JACKSON, Miss. — Mississippi lawmakers are unlikely to vote this year to extend public subsidies for some special education students who attend private schools.
House Education Committee Chairman Richard Bennett, a Long Beach Republican, said Monday that he intends to kill Senate Bill 2675 . The House Education Committee must vote to advance the bill to the full House before a Tuesday deadline or it will die.
The program lasts through June 30, 2020, meaning legislators can act next year before it expires.
Bennett said he felt the bill was unfair because it would have kept the program alive through 2024, meaning lawmakers elected this fall might not get to consider the program in the next four-year term. The move comes after the House didn’t consider its own bill on the subject. Bennett said support seemed tepid.
“The bill that we had in the House, I let it die,” he said. “Not one representative came to me about the bill.”

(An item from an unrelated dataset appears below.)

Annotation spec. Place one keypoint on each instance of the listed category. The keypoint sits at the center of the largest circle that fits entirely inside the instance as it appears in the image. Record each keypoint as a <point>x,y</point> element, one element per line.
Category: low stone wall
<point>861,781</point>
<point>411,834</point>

Bennett also said he thinks the program needs changes following a report from a legislative watchdog group. The report by the Joint Legislative Committee on Performance Evaluation and Expenditure Review said the program doesn’t track whether recipients are making academic progress, and found a third of scholarship-accepting schools surveyed reported they employed no special education staff. Students at some private schools may be served by special education teachers employed by local public schools, the report found. Federal law requires public schools to provide special education services to some students in private schools.
A survey of recipients found 91 percent of participating parents satisfied with the program.

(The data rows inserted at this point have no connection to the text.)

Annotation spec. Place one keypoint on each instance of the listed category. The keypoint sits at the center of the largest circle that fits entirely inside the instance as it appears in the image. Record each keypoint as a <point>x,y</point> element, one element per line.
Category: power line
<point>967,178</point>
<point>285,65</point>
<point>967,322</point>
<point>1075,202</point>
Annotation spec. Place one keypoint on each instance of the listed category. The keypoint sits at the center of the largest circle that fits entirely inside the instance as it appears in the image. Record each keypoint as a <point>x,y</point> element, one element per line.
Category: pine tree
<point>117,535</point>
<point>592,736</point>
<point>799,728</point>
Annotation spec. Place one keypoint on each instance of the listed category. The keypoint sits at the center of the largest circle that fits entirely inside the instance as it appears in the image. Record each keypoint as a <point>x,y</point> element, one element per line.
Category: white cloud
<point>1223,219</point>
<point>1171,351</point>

Right now, the program gets $3 million a year. Groups seeking expansions highlight the fact that there’s a wait list and not everyone who applies gets funded.
“I think legislators are rightfully concerned about how the program has played out,” said Nancy Loome, executive director of The Parents’ Campaign, which opposes the program.
It’s possible that even though lawmakers didn’t take up the bill, they will choose to spend more in an attempt to clear the waiting list.
Despite the waiting list, though, the program hasn’t been spending all its money every year. Some parents are awarded money, but can’t find a school to take their child. PEER also found that the Mississippi Department of Education fails to prioritize students on the wait list with active special education plans.
A plan that would have allowed broader use of public money to pay private school tuition for any students died last year in the Senate. Senate Education Committee Chairman Gray Tollison, an Oxford Republican, proposed the same bill this year, but amended it to just extend the current program.